Introductory Context

  • Ferdi Eruysal begins the session by asking if there are any questions.

  • References previous lessons on building models, particularly K-nearest neighbors (KNN) and Naive Bayes.

Class Structure

  • Today's session is dedicated to neural networks:

    • First 50 minutes: Theoretical understanding of how neural networks work.

    • Final 15 minutes: Practical model-building session.
      h- Encourages students to work on their assignments early and to ensure proper computational time for optimization.

Overview of Neural Networks

  • Definition: Neural networks are simple yet powerful machine learning algorithms that replicate human brain functioning.

  • Mentioned applications: AI systems like ChatGPT and virtual assistants like Siri are based on neural networks.

  • Historical context: Neural networks have existed for over 60 years but gained popularity in recent years due to advances in computational power.

Biological Foundations of Neural Networks

  • Explanation of a biological neuron:

    • Neurons are nerve cells that transfer information throughout the body.

    • Example: Touching a hot surface activates neurons which rapidly relay information to the brain for response.

  • Analogy between biological neurons and artificial neurons:

    • The human brain continually processes data; in a neural network, artificial neurons mimic this through calculations.

Key Concepts in Neural Networks

  • Neurons communicate through activation:

    • Basic idea: A neuron can fire a signal (e.g., sending a number to signify data importance).

    • High signals (e.g., 1 million) indicate significant information; low signals (e.g., 1) indicate trivial data.

  • Structure of neural networks:

    • Neurons are interconnected, allowing signals to pass along pathways to other neurons.

    • Activation of a neuron depends on its input and weight assignments (calculations performed by each neuron).

Perceptrons

  • Each neuron (referred to as a perceptron in machine learning) performs calculations on its inputs:

    • Example operations include multiplication and conditional firing based on thresholds.

    • This results in outputs that are passed to the next layer of neurons.

Network Architecture

  • Layers of a Neural Network: Input layer, hidden layers, and output layer.

    • Input Layer: Number of neurons corresponds to features in the dataset (e.g., for a 28x28 pixel image, there are 784 neurons).

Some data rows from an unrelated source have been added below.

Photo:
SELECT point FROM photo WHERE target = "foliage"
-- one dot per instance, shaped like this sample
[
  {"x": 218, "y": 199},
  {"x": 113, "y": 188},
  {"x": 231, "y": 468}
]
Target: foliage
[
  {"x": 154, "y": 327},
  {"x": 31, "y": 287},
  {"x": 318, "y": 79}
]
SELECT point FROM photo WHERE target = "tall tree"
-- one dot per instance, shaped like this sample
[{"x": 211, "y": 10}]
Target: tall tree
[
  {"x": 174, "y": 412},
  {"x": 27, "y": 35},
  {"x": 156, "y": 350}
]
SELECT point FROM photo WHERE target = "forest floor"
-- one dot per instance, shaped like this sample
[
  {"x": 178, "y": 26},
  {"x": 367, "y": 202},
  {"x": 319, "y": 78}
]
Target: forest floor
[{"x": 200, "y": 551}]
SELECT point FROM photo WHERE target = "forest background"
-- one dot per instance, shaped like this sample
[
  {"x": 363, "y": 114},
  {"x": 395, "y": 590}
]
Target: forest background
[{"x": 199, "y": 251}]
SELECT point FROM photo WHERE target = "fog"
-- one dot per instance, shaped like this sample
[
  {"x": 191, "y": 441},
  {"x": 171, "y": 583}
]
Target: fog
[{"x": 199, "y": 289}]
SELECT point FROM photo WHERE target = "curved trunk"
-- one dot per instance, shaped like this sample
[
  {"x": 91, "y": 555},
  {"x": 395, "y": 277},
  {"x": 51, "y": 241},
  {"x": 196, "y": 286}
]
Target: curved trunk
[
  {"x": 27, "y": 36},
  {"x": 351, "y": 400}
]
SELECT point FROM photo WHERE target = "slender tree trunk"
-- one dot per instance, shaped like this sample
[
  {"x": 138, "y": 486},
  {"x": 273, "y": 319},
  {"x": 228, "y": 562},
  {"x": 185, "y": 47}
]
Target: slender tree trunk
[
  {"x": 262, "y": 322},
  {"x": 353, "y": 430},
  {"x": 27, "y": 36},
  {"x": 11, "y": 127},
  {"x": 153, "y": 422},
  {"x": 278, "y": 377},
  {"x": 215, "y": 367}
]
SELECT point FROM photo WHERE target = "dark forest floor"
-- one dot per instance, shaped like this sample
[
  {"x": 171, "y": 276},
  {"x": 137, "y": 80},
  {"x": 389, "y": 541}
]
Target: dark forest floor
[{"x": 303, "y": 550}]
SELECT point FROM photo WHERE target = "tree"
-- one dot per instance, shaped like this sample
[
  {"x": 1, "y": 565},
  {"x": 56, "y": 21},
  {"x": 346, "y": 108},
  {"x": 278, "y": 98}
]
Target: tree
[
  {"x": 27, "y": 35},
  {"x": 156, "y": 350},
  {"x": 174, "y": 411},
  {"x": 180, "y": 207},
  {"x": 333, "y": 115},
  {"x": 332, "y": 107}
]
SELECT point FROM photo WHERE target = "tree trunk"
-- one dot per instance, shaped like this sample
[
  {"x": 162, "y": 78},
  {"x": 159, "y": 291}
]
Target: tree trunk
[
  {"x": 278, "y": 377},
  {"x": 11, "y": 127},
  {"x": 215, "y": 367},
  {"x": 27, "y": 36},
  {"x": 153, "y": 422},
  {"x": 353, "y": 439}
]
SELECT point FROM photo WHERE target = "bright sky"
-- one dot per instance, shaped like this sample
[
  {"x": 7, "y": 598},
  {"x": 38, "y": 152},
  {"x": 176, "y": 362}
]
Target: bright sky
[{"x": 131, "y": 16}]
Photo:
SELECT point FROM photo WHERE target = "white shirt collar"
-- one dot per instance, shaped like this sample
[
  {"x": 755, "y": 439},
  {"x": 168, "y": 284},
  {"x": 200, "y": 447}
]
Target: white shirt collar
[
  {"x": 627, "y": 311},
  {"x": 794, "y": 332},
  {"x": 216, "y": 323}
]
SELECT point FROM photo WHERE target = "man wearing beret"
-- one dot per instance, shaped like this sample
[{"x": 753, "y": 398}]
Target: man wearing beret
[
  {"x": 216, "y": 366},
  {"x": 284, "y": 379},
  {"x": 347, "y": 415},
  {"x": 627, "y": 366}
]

    • Output Layer: Usually corresponds to the classes in classification tasks (e.g., 10 neurons for digit classification).

    • Hidden Layers: Perform the majority of the calculations and can vary in number and size.

Classification Problem

  • Neural networks can handle multi-class classification problems where more than two classes exist, distinguishing them from earlier binary classification tasks.

Learning Process in Neural Networks

  • Learning refers to optimizing weights to improve network accuracy.

  • Weight adjustments are crucial:

    • Each connection's strength (weight) dictates the influence of one neuron on another.

    • The network’s aim is to adjust these weights appropriately through training.

Activation Function

  • Function used to squish the output of each neuron to a value between 0 and 1 (e.g., sigmoid function):

    • Transforms raw output to prevent the output from diverging to extremely high or low values.

Bias

  • In addition to weights, each neuron has a bias term helping to shift the output function, allowing more flexibility in the model's learning capabilities.

The Role of Computational Power

  • Importance of GPUs: Specialized hardware (like those from NVIDIA) designed for rapid calculations required by neural networks.

  • As neural networks involve numerous calculations due to multiple layers and weights, the use of powerful GPUs is essential for efficiency.

Training Process

  • During training, the model adjusts weights based on errors made in predictions compared to true outcomes.

  • The learning rate is critical; it determines how much weights change during optimization:

    • A small learning rate means gradual changes, while large changes may destabilize learning.

Conclusion

  • This introductory lesson sets the groundwork for deeper topics, including how large models (like ChatGPT) operate.

  • Emphasis on understanding this session’s content before moving on to more complex subjects in future classes.